36. A pharmacist’s role in the RCA process is valuable due to their expertise in:

  • a. The medication-use system.
  • b. Pharmacology and therapeutics.
  • c. Potential points of failure from prescribing to administration.
  • d. All of the above.

Answer: d. All of the above.

37. Recommending a policy change is considered a ____ action plan compared to a forcing function.

  • a. stronger
  • b. weaker
  • c. equally effective
  • d. more expensive

Answer: b. weaker

38. The lecture “Root Cause Analysis Reading” is part of the Patient Care 3 curriculum.

  • a. True
  • b. False

Answer: a. True

39. A pharmacist who identifies and reports a “near miss” is contributing to:

  • a. A culture of blame.
  • b. Patient safety, by allowing a system vulnerability to be fixed before it harms a patient.
  • c. Unnecessary paperwork.
  • d. Alert fatigue.

Answer: b. Patient safety, by allowing a system vulnerability to be fixed before it harms a patient.

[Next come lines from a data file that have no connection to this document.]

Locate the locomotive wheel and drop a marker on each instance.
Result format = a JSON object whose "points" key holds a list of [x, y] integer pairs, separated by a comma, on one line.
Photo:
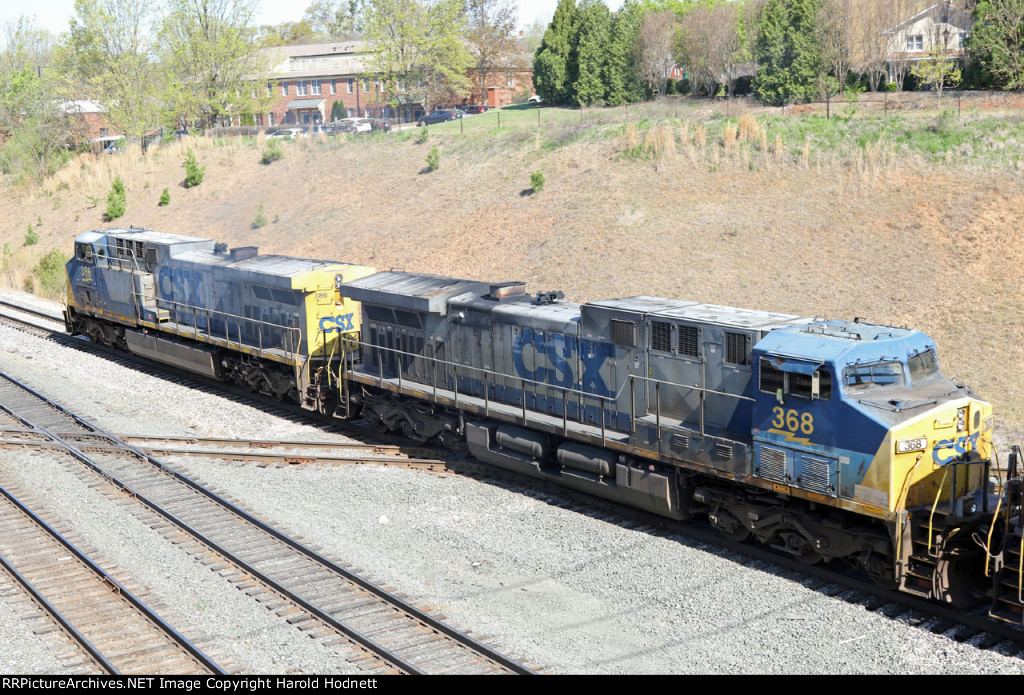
{"points": [[960, 577]]}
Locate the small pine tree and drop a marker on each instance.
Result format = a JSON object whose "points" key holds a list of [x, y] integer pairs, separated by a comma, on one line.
{"points": [[434, 159], [260, 219], [194, 172], [117, 201]]}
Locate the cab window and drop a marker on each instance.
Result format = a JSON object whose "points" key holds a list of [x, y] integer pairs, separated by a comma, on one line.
{"points": [[817, 385], [859, 378], [923, 365]]}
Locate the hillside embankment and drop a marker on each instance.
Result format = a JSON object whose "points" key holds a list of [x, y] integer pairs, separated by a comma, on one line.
{"points": [[685, 203]]}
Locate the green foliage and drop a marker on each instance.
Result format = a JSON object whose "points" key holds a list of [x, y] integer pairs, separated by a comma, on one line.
{"points": [[594, 28], [194, 172], [260, 219], [787, 52], [117, 201], [50, 272], [554, 72], [997, 39], [937, 71], [272, 153]]}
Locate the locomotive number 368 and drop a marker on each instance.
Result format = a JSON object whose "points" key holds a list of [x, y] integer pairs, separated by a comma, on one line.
{"points": [[793, 421]]}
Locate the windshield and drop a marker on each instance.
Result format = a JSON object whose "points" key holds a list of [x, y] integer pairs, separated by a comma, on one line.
{"points": [[923, 365], [859, 378]]}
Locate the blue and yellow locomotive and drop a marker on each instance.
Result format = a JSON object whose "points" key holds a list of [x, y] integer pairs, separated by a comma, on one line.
{"points": [[274, 323], [823, 438], [826, 439]]}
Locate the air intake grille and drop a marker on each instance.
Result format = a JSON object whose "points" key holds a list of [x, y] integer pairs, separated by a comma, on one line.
{"points": [[624, 333], [660, 336], [815, 475], [687, 342], [772, 465]]}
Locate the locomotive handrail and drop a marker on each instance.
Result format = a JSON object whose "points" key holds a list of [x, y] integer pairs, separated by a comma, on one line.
{"points": [[291, 335], [566, 392]]}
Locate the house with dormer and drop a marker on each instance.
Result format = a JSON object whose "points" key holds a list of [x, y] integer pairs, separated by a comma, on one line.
{"points": [[940, 26]]}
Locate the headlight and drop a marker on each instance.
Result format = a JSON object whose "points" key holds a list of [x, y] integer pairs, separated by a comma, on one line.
{"points": [[904, 445]]}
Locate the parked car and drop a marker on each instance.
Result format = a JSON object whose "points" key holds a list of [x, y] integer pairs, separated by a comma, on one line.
{"points": [[436, 117], [287, 134], [352, 125]]}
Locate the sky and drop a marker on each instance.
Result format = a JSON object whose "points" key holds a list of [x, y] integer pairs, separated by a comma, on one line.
{"points": [[53, 14]]}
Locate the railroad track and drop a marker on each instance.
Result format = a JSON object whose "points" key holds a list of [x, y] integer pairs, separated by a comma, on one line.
{"points": [[114, 631], [263, 452], [318, 596]]}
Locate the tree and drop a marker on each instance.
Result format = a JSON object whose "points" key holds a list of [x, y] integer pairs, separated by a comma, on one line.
{"points": [[109, 49], [938, 71], [491, 35], [417, 47], [624, 82], [554, 69], [654, 45], [335, 18], [592, 41], [997, 37], [210, 53], [787, 51]]}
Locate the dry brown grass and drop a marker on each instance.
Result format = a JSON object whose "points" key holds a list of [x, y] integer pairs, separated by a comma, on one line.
{"points": [[935, 247]]}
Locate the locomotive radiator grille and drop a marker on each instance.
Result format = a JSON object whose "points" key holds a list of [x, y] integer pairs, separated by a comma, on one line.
{"points": [[772, 465], [814, 475]]}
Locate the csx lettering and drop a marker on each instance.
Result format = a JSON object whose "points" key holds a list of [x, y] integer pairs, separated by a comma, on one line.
{"points": [[793, 421], [557, 349], [341, 322], [946, 450]]}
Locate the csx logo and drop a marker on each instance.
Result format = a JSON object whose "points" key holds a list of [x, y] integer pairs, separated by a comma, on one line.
{"points": [[946, 450], [332, 323]]}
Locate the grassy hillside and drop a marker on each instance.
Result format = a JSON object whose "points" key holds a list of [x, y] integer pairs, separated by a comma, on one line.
{"points": [[909, 219]]}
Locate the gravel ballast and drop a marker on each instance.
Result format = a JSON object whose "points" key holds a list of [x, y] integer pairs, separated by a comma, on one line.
{"points": [[564, 591]]}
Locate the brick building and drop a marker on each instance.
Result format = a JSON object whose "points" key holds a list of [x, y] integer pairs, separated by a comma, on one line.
{"points": [[318, 83]]}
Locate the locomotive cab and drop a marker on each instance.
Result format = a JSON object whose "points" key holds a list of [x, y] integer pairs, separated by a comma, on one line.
{"points": [[861, 413]]}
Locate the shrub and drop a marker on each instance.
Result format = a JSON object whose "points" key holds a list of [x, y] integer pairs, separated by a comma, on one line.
{"points": [[117, 201], [50, 272], [260, 219], [194, 172], [272, 153]]}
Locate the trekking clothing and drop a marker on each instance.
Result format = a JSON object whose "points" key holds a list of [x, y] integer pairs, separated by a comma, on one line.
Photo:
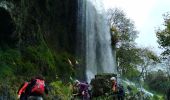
{"points": [[36, 88], [121, 92], [21, 91], [82, 91], [35, 98], [114, 86]]}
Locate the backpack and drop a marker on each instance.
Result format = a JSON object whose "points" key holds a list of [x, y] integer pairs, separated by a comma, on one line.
{"points": [[38, 88]]}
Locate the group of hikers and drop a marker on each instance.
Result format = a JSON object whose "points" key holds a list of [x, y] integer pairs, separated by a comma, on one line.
{"points": [[36, 88]]}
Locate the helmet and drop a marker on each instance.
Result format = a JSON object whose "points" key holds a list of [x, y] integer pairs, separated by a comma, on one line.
{"points": [[112, 78]]}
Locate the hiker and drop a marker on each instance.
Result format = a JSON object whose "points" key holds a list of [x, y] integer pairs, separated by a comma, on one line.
{"points": [[82, 90], [121, 92], [114, 88], [21, 91], [35, 89]]}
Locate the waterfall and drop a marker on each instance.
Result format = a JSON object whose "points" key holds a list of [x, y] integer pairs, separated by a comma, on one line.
{"points": [[95, 38]]}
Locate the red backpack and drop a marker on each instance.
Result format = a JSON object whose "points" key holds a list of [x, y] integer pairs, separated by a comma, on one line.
{"points": [[38, 88]]}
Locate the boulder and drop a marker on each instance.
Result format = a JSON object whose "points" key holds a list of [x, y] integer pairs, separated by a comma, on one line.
{"points": [[101, 84]]}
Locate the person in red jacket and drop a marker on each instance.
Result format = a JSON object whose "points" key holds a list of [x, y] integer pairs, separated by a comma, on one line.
{"points": [[33, 90], [21, 91], [37, 88]]}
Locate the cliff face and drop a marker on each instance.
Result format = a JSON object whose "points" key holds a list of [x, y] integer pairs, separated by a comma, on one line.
{"points": [[55, 20], [36, 37]]}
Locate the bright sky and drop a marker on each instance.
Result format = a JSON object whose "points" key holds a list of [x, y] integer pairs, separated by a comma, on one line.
{"points": [[147, 15]]}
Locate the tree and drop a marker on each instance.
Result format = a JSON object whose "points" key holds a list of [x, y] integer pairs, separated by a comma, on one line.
{"points": [[123, 35], [163, 36], [122, 28], [149, 59]]}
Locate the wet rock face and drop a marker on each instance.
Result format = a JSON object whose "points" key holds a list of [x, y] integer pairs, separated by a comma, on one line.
{"points": [[7, 27], [101, 84]]}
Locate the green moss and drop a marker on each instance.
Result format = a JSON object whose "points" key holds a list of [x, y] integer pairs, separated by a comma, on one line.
{"points": [[61, 90]]}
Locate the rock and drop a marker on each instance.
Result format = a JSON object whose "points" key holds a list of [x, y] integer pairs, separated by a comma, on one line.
{"points": [[101, 84]]}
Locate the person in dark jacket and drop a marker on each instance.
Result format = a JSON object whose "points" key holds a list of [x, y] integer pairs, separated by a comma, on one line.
{"points": [[36, 89]]}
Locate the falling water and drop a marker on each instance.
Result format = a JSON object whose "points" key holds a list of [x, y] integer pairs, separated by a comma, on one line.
{"points": [[98, 53]]}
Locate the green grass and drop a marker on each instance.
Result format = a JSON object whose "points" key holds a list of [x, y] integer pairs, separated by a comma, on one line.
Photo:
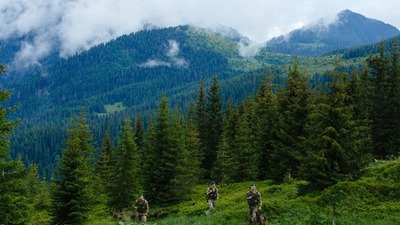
{"points": [[112, 108], [370, 200]]}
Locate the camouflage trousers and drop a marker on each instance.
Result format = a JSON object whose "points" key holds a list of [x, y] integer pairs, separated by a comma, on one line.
{"points": [[253, 215], [211, 204], [141, 217]]}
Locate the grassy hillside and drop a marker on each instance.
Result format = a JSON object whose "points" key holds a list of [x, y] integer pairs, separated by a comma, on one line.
{"points": [[371, 200]]}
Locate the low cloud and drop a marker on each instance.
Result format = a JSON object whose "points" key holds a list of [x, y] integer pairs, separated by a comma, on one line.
{"points": [[67, 27], [249, 49], [154, 63], [173, 59]]}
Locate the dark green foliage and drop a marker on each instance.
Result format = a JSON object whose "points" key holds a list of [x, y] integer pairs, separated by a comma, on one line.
{"points": [[335, 143], [14, 196], [167, 178], [350, 30], [213, 111], [267, 113], [385, 103], [287, 147], [73, 197], [125, 177], [104, 163]]}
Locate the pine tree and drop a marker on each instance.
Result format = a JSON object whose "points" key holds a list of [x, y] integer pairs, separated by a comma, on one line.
{"points": [[139, 132], [13, 198], [201, 122], [381, 105], [125, 173], [166, 174], [394, 76], [193, 144], [266, 126], [213, 125], [224, 161], [335, 143], [245, 159], [104, 163], [288, 150], [73, 197]]}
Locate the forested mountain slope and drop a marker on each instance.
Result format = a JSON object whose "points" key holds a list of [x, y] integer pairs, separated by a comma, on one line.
{"points": [[348, 30], [128, 76]]}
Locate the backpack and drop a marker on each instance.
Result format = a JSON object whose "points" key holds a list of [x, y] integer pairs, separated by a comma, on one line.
{"points": [[212, 195], [255, 200], [141, 206]]}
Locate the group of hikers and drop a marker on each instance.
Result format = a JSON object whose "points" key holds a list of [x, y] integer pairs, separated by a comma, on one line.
{"points": [[253, 198]]}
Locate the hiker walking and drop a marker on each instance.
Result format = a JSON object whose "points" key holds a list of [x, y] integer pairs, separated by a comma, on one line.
{"points": [[212, 197], [142, 209], [254, 201]]}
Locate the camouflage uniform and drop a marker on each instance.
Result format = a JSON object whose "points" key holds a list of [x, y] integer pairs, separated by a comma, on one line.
{"points": [[254, 201], [142, 209], [212, 197]]}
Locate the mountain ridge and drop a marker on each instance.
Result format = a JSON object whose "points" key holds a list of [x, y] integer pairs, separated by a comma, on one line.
{"points": [[348, 30]]}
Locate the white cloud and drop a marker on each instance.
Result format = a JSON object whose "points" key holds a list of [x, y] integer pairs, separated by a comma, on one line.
{"points": [[70, 26], [172, 54], [154, 63]]}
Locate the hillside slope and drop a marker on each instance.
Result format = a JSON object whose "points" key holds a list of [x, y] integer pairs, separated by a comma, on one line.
{"points": [[348, 30], [371, 200]]}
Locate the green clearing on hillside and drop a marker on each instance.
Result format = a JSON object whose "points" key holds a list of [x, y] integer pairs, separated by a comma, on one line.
{"points": [[112, 108], [371, 200]]}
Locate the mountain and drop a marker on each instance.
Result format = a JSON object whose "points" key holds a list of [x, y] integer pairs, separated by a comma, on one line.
{"points": [[348, 30], [128, 75], [125, 76]]}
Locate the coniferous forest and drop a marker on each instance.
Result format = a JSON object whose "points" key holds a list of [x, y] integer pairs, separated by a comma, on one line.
{"points": [[318, 136]]}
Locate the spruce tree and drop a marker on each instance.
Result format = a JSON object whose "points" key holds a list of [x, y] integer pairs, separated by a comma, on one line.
{"points": [[224, 160], [72, 199], [166, 175], [139, 132], [125, 178], [213, 125], [335, 142], [394, 95], [381, 105], [13, 198], [266, 127], [104, 163], [288, 149]]}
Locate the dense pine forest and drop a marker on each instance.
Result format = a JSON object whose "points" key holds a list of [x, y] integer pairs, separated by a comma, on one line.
{"points": [[315, 135]]}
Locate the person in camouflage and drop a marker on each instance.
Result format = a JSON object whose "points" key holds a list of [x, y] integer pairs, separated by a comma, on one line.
{"points": [[212, 197], [254, 201], [142, 209]]}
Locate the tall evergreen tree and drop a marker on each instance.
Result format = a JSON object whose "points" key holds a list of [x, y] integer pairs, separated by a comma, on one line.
{"points": [[104, 163], [125, 173], [288, 148], [244, 157], [139, 132], [14, 187], [394, 76], [381, 106], [165, 155], [213, 125], [266, 127], [224, 160], [201, 123], [193, 145], [73, 195], [335, 143]]}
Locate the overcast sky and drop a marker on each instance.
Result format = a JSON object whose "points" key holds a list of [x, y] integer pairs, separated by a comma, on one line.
{"points": [[76, 25]]}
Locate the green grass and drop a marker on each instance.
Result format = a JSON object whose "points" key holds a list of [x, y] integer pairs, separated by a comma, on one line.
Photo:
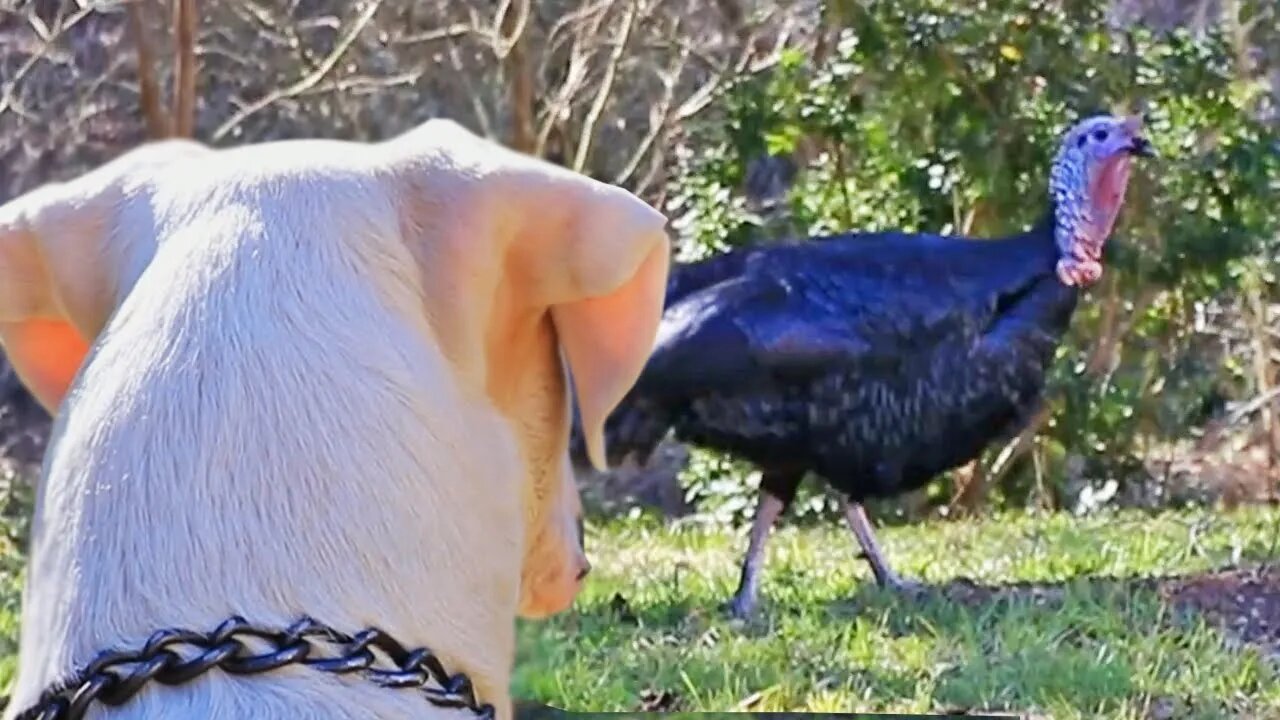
{"points": [[827, 641]]}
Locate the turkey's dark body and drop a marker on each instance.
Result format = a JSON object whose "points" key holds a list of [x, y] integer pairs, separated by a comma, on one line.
{"points": [[874, 360]]}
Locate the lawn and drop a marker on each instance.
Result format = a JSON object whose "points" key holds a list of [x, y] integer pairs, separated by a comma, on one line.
{"points": [[1056, 620]]}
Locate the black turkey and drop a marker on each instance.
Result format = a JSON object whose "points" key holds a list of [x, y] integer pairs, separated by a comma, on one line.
{"points": [[876, 360]]}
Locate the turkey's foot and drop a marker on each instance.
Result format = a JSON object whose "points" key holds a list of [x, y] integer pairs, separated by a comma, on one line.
{"points": [[743, 604], [885, 575], [887, 578]]}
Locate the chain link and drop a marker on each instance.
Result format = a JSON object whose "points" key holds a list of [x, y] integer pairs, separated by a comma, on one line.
{"points": [[114, 677]]}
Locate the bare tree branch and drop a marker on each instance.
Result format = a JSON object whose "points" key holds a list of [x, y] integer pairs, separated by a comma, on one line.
{"points": [[305, 83], [602, 94], [184, 19]]}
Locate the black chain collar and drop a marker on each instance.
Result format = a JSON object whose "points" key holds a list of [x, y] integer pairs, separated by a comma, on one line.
{"points": [[114, 677]]}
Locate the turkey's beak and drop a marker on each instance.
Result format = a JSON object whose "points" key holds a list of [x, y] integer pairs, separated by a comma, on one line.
{"points": [[1142, 147]]}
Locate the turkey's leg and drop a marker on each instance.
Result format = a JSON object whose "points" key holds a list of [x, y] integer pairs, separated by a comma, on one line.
{"points": [[885, 575], [776, 493]]}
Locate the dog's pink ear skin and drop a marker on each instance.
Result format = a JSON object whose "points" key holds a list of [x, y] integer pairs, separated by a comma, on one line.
{"points": [[44, 349], [62, 261], [618, 259]]}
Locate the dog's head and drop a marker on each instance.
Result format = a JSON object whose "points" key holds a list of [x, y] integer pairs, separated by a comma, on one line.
{"points": [[529, 276]]}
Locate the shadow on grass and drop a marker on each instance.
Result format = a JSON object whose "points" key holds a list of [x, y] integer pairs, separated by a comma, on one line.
{"points": [[1002, 647]]}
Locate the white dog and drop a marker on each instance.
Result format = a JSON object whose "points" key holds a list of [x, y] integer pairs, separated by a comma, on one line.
{"points": [[316, 378]]}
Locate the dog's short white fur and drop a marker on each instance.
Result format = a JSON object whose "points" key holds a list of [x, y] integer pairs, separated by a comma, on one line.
{"points": [[316, 377]]}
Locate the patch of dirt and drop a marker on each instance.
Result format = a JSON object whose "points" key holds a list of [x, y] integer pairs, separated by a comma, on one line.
{"points": [[1244, 602], [658, 701], [652, 486]]}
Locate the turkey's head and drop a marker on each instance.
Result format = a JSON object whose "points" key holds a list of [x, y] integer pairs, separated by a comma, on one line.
{"points": [[1087, 183]]}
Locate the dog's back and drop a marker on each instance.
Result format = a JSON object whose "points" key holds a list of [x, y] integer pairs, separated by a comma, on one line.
{"points": [[242, 443]]}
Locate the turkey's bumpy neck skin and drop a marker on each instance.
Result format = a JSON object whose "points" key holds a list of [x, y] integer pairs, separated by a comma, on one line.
{"points": [[1079, 251]]}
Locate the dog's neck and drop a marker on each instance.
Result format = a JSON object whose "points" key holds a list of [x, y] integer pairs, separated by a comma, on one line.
{"points": [[242, 447]]}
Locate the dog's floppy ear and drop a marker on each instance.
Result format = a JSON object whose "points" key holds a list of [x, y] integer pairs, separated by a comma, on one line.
{"points": [[62, 260], [615, 258], [37, 337]]}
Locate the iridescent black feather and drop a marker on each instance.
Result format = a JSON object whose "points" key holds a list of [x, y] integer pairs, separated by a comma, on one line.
{"points": [[877, 360]]}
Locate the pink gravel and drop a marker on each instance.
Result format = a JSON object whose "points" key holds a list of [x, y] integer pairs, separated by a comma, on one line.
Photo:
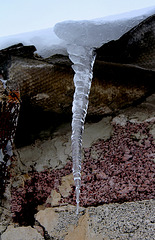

40. An active learning session on HIT and RCA is part of which course?

  • a. PHA5787C Patient Care 5
  • b. PHA5163L Professional Skills Lab 3
  • c. PHA5781 Patient Care I
  • d. PHA5782C Patient Care 2

Answer: a. PHA5787C Patient Care 5

41. What is a major limitation of CPOE?

  • a. It can still allow a prescriber to select the wrong drug or wrong dose from a list.
  • b. It eliminates transcription errors.
  • c. It is not integrated with the pharmacy system.
  • d. It cannot be used for controlled substances.

Answer: a. It can still allow a prescriber to select the wrong drug or wrong dose from a list.

42. The ultimate goal of both HIT and RCA is to:

  • a. Increase the complexity of healthcare.
  • b. Improve patient safety and prevent harm.
  • c. Reduce the number of staff needed.
  • d. Fulfill regulatory requirements.

Answer: b. Improve patient safety and prevent harm.

43. A pharmacist’s ability to “accurately verify orders in an EHR” is a foundational skill for interacting with HIT.

  • a. True
  • b. False

Answer: a. True

44. If a BCMA system fails to scan a barcode, the nurse should:

  • a. Administer the medication without scanning.
  • b. Find a different medication to give.
  • c. Follow a clearly defined downtime/override procedure that involves manual verification.
  • d. Ask the patient if it looks like the right medication.

Answer: c. Follow a clearly defined downtime/override procedure that involves manual verification.

45. An RCA is a ________ process.

  • a. prospective and preventative
  • b. retrospective and reactive
  • c. real-time and active
  • d. continuous and ongoing

Answer: b. retrospective and reactive

46. Which of the following is a key component of a good action plan from an RCA?

  • a. It is vague and has no timeline.
  • b. It is specific, measurable, and has an individual assigned to be accountable for its completion.
  • c. It focuses on punishing an individual.
  • d. It recommends a new educational module as the only intervention.

Answer: b. It is specific, measurable, and has an individual assigned to be accountable for its completion.

47. A pharmacist is an essential member of any team dedicated to:

  • a. Medication safety.
  • b. Health informatics.
  • c. Quality improvement.
  • d. All of the above.

Answer: d. All of the above.

48. An active learning session on medication safety is part of which course?

  • a. PHA5787C Patient Care 5
  • b. PHA5163L Professional Skills Lab 3
  • c. PHA5781 Patient Care I
  • d. PHA5782C Patient Care 2

Answer: a. PHA5787C Patient Care 5

49. The overall purpose of learning about HIT and RCA is to:

  • a. Understand how to use technology and process improvement to create a safer medication-use system.
  • b. Become an IT specialist.
  • c. Learn how to conduct investigations.
  • d. Pass the final exam.

Answer: a. Understand how to use technology and process improvement to create a safer medication-use system.

50. A pharmacist who helps design and implement a CDSS alert for a high-risk drug interaction is actively participating in:

  • a. A Root Cause Analysis.
  • b. Patient safety and health informatics.
  • c. A medication dispensing task.
  • d. A compounding task.

Answer: b. Patient safety and health informatics.